06. Epidemiologic Considerations
Rates of mental health disorders are entirely predictable in even modest-sized populations, as they are minimally impacted by race or ethnicity, and they tend to occur similarly across states, nations and cultures. Consequently, the potential unmet need in the ASH Service Area can be estimated based upon known rates of psychiatric conditions compared against current levels of treatment. Tables 18 and 19 provide estimated prevalence of serious mental illness (SMI) and related conditions for the counties comprising the ASH Service Area. These data are also available at the county level in Appendix 12. To provide a sense of relative scale, we first report the population of these counties, then, because the state hospital disproportionately serves people living in poverty, we report the population living in households with incomes below 200% of the federal poverty level.
The LMHAs provide outpatient services to people who have a diagnosed serious mental illness; however, LMHAs are not sufficiently funded to meet 100% of the potential demand for services. As illustrated in Appendix 12, the ASH service area is consists of approximately 600,000 people who have a need for mental health services. Of the 20% of people in the service area who need services an average of only 7.5% of people actively seek and receive care at their local LMHA. The US Census Bureau estimates that approximately one half of people in the US have employer sponsored insurance that covers mental health services. Unfortunately, there is a shortage of mental health providers, especially psychiatrists, who will take insurance, so that most psychiatric clinics in the Service Area have waitlists themselves (see “Workforce” section of this report). According to Milliman (2018) we estimate 250,000 people, including those with and without private insurance, in the ASH Service Area are either not receiving care or are unable to adequately access care in their community.
Based on diagnosis and past use of the emergency department and inpatient services, about 2,000 adults at any time are estimated to have the most intensive needs. These individuals tend to cycle frequently between hospitals, emergency rooms, community placements and, too often, adverse conditions such as homelessness and contact with the judicial system. This level of illness severity equates with the most intensive level of community need in Texas, which qualifies the person for the evidence-based model of Assertive Community Treatment (ACT). Additionally, we estimate another 2,000 adults who are primarily cycling between the correctional system and the community, in addition to using elevated levels of inpatient, emergency room, and other services. These individuals would qualify for Forensic Assertive Community Treatment (FACT), which can reduce both inpatient bed use and criminal justice involvement. Current capacity to meet these high-service need groups within the Service Area (654 individuals) provides less than 50% of the demand.

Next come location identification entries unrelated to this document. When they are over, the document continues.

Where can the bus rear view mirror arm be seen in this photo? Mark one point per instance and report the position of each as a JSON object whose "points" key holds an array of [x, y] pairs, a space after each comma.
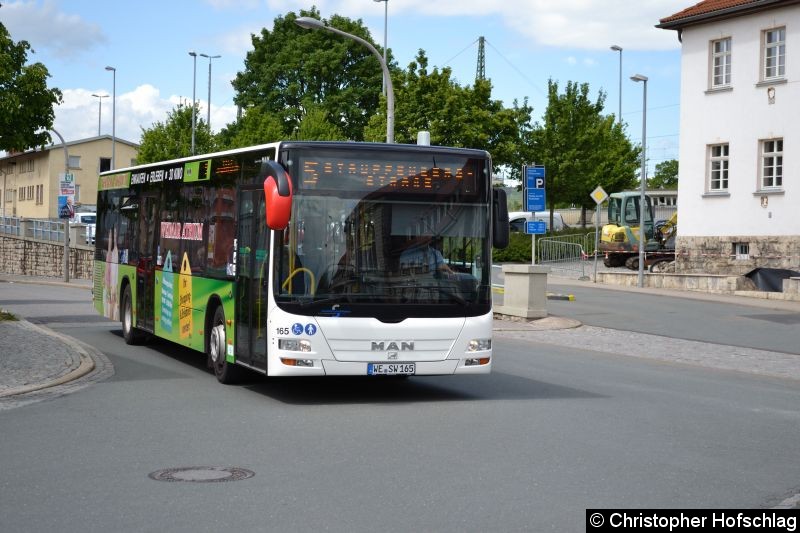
{"points": [[277, 195]]}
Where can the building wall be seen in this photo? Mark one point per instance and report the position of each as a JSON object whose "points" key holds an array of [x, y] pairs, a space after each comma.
{"points": [[48, 164], [710, 224]]}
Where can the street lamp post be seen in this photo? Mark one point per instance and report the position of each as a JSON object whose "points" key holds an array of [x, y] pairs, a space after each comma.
{"points": [[99, 109], [208, 120], [385, 34], [643, 178], [113, 119], [619, 49], [194, 96], [66, 220], [314, 24]]}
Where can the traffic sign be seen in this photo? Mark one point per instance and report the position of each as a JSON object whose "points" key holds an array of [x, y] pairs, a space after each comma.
{"points": [[536, 227], [599, 195], [534, 200], [534, 177]]}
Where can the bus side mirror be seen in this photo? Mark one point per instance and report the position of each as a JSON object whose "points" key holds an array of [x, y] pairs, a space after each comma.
{"points": [[500, 223], [277, 195]]}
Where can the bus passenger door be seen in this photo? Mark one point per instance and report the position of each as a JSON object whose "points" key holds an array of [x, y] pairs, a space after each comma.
{"points": [[252, 280], [146, 265]]}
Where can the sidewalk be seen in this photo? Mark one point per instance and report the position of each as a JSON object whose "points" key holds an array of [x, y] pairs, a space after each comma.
{"points": [[33, 358]]}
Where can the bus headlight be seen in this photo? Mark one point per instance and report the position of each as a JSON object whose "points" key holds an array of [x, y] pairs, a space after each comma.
{"points": [[479, 345], [294, 345]]}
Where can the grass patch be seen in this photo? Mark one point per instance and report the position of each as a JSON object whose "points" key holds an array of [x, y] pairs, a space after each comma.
{"points": [[5, 315]]}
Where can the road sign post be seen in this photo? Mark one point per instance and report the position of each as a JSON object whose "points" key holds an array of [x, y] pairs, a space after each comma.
{"points": [[535, 200], [599, 196]]}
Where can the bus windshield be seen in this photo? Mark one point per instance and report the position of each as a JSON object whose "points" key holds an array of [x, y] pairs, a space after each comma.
{"points": [[379, 236]]}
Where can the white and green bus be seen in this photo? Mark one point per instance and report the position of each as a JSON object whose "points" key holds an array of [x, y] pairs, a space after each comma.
{"points": [[305, 258]]}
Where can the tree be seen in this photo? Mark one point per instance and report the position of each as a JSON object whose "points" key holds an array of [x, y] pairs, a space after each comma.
{"points": [[292, 70], [666, 176], [26, 104], [256, 126], [581, 148], [172, 138], [454, 115]]}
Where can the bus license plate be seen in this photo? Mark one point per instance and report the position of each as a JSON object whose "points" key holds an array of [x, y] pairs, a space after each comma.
{"points": [[391, 369]]}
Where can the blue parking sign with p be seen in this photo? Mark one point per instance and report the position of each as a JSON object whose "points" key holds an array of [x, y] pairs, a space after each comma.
{"points": [[534, 177]]}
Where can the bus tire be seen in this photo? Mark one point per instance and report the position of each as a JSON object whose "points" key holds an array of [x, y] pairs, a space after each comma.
{"points": [[129, 332], [216, 344]]}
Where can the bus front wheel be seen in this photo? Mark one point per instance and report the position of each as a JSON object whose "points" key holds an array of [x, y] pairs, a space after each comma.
{"points": [[129, 331], [216, 348]]}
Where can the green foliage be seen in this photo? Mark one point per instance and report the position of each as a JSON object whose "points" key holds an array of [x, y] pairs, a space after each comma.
{"points": [[292, 70], [316, 126], [256, 126], [666, 176], [172, 138], [581, 148], [454, 115], [26, 104]]}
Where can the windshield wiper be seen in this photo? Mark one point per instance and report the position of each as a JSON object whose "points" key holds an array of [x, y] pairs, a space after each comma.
{"points": [[441, 290]]}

The most common diagnosis of adults and youth with serious mental illness is major depressive disorder that often is not addressed in public mental health program planning. The generally more severe disorders of bipolar, schizophrenia, and schizoaffective disorders, which are more common for patients at ASH and for people in the community in need of ACT and FACT services, are relatively less common in the ASH Service Area population. Major depression and the depressive phase of bipolar disorder are the most common conditions linked to suicide.
The future prevalence of these mental health conditions will be determined in part by early and effective community-based treatment, but largely by population growth in the counties served by the Austin State Hospital. Population projections are created by the Texas State Demographer for each county in Texas (TXPop). Table 19 summarizes adult population projections for the ASH Service Area. Projections to 2050, and for other age groups, are available at Appendix 12. Absent changes in other factors that influence mental health service needs, the growth in population will result in approximately the same increase in demand for services, including inpatient facility capacity.
Key Points – ASH Service Area: Epidemiological Considerations• Nearly 600,000 individuals in the ASH Service Area are expected to need mental health services. The public mental health system only addresses a fraction of these needs.
• The Central Texas population is rapidly growing, which will further stress existing mental health services.
• The growing need cannot be managed simply by adding more hospital beds.